BARKEY: AMERİKA’YA YAKIN, NATO’YA İNANAN KOMUTANLAR
ABD devletine politika üreten merkezlerden CFR’nin (Council on Foreign Relations/Dış İlişkiler Konseyi) analisti Henri Barkey de TSK’dan atılan ve tutuklanan FETÖ’cülerin ABD’ye yakın kişiler olduğunu söylemişti. 15 Temmuz günü Büyükada’da olan Barkey, darbe girişimi davalarında sanık da olmuştu. Barkey, Washington’daki Partiler Üstü Politika Merkezi’nde önceki yıl yapılan Türkiye, Rusya ve Suriye konulu bir panelde şu ifadeleri kullanmıştı:
“Ordu ile ilişiği kesilen 100’den fazla amiral ve general var ve bu yönetim kadrosunun yüzde 46’sına denk geliyor.
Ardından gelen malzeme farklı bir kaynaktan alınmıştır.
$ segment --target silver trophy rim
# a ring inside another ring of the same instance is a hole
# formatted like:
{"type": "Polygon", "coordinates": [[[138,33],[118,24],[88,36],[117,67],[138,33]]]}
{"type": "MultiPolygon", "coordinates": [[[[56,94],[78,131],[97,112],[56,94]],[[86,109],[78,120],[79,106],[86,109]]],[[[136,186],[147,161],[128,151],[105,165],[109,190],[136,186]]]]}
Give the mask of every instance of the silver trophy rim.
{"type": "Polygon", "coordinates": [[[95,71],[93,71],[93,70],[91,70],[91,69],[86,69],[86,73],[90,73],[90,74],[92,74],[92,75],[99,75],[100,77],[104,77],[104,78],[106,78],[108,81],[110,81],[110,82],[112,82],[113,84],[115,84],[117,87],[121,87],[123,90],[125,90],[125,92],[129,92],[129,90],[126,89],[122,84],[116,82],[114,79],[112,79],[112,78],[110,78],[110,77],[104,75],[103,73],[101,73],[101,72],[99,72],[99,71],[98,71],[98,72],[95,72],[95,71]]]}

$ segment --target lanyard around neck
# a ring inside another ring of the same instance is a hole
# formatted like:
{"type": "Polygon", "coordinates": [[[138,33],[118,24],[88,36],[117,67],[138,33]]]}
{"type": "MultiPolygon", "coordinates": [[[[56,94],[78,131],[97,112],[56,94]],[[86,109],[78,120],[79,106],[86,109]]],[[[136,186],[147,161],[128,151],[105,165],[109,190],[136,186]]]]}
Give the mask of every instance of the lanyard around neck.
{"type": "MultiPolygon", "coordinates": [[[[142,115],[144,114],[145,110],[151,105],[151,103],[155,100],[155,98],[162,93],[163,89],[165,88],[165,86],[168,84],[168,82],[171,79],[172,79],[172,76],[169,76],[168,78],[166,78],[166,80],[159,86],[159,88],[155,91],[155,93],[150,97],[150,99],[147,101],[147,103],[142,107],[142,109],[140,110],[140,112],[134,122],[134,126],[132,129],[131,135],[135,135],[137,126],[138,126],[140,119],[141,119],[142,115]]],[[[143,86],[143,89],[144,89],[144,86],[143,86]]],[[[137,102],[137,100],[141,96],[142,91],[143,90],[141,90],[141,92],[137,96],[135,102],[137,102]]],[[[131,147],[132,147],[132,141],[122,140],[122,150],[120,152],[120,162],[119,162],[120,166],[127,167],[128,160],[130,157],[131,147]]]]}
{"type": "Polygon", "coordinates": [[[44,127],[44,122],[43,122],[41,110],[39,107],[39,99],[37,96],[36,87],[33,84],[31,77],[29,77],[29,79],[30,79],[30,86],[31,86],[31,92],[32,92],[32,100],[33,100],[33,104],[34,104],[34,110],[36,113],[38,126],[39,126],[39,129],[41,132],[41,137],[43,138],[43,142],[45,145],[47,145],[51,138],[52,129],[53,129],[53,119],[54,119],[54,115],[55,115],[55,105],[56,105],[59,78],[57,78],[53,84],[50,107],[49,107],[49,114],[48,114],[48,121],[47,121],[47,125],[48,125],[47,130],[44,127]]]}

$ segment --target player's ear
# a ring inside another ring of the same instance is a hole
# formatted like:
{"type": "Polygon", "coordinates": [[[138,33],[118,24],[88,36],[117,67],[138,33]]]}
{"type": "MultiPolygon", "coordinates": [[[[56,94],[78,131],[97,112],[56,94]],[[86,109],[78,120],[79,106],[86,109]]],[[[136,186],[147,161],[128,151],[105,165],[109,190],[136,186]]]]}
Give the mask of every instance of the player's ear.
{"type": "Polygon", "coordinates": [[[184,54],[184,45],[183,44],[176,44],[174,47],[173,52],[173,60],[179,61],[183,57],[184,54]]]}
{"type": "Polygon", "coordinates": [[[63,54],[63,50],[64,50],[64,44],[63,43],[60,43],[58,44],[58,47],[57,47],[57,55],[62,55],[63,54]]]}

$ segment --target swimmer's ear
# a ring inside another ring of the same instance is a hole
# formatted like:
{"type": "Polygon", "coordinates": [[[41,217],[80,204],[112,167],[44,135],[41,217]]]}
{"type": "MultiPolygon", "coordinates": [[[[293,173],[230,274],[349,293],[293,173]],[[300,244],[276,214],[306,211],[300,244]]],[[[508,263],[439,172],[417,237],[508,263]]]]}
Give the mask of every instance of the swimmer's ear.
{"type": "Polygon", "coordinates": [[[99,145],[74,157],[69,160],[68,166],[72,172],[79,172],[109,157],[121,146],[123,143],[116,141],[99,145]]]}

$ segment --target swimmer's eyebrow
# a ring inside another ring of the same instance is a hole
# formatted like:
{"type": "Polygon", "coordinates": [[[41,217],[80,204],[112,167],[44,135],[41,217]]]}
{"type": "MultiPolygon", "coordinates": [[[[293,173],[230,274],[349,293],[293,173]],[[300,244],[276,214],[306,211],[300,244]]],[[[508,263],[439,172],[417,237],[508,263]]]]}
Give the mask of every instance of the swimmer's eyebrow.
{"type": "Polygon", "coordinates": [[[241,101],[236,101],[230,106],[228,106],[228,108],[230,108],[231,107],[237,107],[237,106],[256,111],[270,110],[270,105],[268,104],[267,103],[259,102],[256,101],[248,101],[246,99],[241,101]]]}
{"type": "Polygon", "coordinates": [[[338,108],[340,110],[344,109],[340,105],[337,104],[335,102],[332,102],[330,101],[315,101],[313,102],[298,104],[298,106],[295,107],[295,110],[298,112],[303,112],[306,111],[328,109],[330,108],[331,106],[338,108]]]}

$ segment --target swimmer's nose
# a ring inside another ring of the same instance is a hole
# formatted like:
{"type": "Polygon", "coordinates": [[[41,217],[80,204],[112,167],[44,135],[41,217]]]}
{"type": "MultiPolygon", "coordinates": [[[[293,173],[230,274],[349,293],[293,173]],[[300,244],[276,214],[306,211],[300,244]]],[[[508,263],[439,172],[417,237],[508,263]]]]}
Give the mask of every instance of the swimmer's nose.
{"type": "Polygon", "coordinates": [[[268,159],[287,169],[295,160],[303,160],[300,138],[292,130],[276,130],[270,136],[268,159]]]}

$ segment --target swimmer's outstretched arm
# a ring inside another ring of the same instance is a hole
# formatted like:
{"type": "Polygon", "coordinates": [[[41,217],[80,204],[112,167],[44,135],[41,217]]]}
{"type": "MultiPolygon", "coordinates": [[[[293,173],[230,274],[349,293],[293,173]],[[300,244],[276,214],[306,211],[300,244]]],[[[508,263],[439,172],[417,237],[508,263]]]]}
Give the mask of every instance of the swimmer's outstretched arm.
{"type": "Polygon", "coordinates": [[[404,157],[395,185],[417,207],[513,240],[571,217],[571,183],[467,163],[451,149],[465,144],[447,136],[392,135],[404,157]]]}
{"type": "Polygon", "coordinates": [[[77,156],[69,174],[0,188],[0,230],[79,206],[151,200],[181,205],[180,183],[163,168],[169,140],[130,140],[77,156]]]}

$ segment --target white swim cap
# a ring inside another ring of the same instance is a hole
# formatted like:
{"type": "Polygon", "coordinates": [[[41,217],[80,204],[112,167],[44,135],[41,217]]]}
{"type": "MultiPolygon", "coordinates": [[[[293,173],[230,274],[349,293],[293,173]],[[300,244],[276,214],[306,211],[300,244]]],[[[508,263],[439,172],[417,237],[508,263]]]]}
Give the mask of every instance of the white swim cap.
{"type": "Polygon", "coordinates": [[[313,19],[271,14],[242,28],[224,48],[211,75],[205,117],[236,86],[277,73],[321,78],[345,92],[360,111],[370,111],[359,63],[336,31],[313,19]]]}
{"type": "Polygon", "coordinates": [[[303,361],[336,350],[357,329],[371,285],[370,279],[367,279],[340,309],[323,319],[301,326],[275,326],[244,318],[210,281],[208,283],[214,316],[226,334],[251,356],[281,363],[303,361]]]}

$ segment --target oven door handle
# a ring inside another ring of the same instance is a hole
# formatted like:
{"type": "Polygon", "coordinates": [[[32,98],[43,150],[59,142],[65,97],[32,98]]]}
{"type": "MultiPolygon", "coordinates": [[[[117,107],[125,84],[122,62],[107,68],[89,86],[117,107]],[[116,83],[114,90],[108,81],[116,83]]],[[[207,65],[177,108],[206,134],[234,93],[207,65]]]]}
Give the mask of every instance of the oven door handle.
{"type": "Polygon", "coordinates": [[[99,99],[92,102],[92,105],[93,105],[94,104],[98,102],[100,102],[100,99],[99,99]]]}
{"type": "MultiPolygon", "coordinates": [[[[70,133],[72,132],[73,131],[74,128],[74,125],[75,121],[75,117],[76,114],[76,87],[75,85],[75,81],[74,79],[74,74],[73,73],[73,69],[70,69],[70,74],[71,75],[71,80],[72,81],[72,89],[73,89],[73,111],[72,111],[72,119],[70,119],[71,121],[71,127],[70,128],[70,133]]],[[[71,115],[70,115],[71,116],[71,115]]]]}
Atılan bu kişiler Amerika’ya yakın ve NATO’ya inanan komutanlardı. Ancak yerlerine gelenlerin daha milliyetçi bir tavır içerisinde olduklarını görüyoruz. Bu Türkiye ile NATO ilişkileri açısından tehlikeli bir durum.”
BOLTON: DARBELERE YARDIMCI OLMUŞ BİRİYİM
Beyaz Saray eski Ulusal Güvenlik Danışmanı John Bolton, geçen yıl bir ABD’deki kanalındaki programda kendisini, “Başka ülkelerde darbe planlamalarına yardımcı olmuş biri” olarak tanımladı. Bolton’un bu itirafı akıllara 15 Temmuz hain darbe gecesi canlı yayında Türkiye hakkındaki skandal sözlerini getirdi..
İNCRİLİK’TEN KALKAN UÇAKLAR, AMERİKALILARA SIĞINAN DARBECİLER…
15 Temmuz’un en kritik noktalarından biri İncirlik Üssü’ydü. İncirlik’teki 10. Tanker Üssü’nden kalkan nakliye uçakları, FETÖ’cülerin kontrolündeki jetlere yakıt ikmali yaptı.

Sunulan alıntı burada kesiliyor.